I Love Lucy Live On Stage is exactly what it sounds like: the lights go down in 2015, and when they come back up again we are transported to the Desilu Playhouse in 1952 to watch the filming of iconic comedy show “I Love Lucy”. Audience members are presented with two full episodes of “Lucy”: “The Benefit” and “Lucy Has Her Eyes Examined”. I remember watching “I Love Lucy” on library-borrowed DVDs as a child, and, in the spirit of book-to-movie adaptations, was expecting to be disappointed by a television-turned-Broadway show. In fact, I laughed myself to tears.
Staying true to the slapstick nature of the television program it emulates, I Love Lucy Live On Stage elicits laughter at a minimum of perhaps once every two minutes. The entire cast is vastly skilled in comedy, with especially hilarious performances by ensemble member Denise Moses in various roles including an audience-planted “I Love Lucy” fanatic with stage fright, a singing and tap dancing Speedy alka seltzer tablet, and a “Pleasant Peasant” in an alliterative operetta involving milkmaids. With 4 actors onstage for the majority of the play (Thea Brooks as Lucy, Euriamis Losada as Ricky, Kevin Remington as Fred, and Lori Hammel as Ethel) and 9 other actors playing a total of 38 additional parts,Lucy Live is truly an ensemble effort.

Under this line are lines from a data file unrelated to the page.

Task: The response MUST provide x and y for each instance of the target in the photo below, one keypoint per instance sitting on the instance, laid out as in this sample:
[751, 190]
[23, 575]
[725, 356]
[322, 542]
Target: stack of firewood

The set is simple, and it works: colored lights hang over the alternately curtained-off stage sets of Lucy and Ricky’s apartment and the club where Ricky sings. Cameras are wheeled around onstage as ‘50s commercials are re-enacted and the eccentric Desilu Playhouse Host, played by Mark Christopher Tracy, explains the filming process to the audience. (Fourth wall? What fourth wall?)
I Love Lucy Live Onstage transplants “I Love Lucy” directly and effectively to the stage, and if it were not for the full color (as a character finding themselves on the set of “I Love Lucy” states, “I had no idea Lucy’s hair was that red!”) it would have been easy to forget that I was not in fact sitting in front of the television. I mention this both as a complement to the dedication to and consideration of loyal fans by the creators, cast, and crew and as a criticism of what I see as a missed opportunity: I would have liked to see Lucy Live take a path further behind the scenes, to how the show came to be and to the real lives of Lucille Ball and Desi Arnaz, a path which was not remotely explored. On the whole, Lucy Live is enjoyable, but does not hold a relatively large amount of original content. While I in fact greatly enjoyed I Love Lucy Live On Stage, I find myself asking: If so much of the show is made so as to transport us into a preexisting and well-made television program, why are we spending money to watch it on Broadway?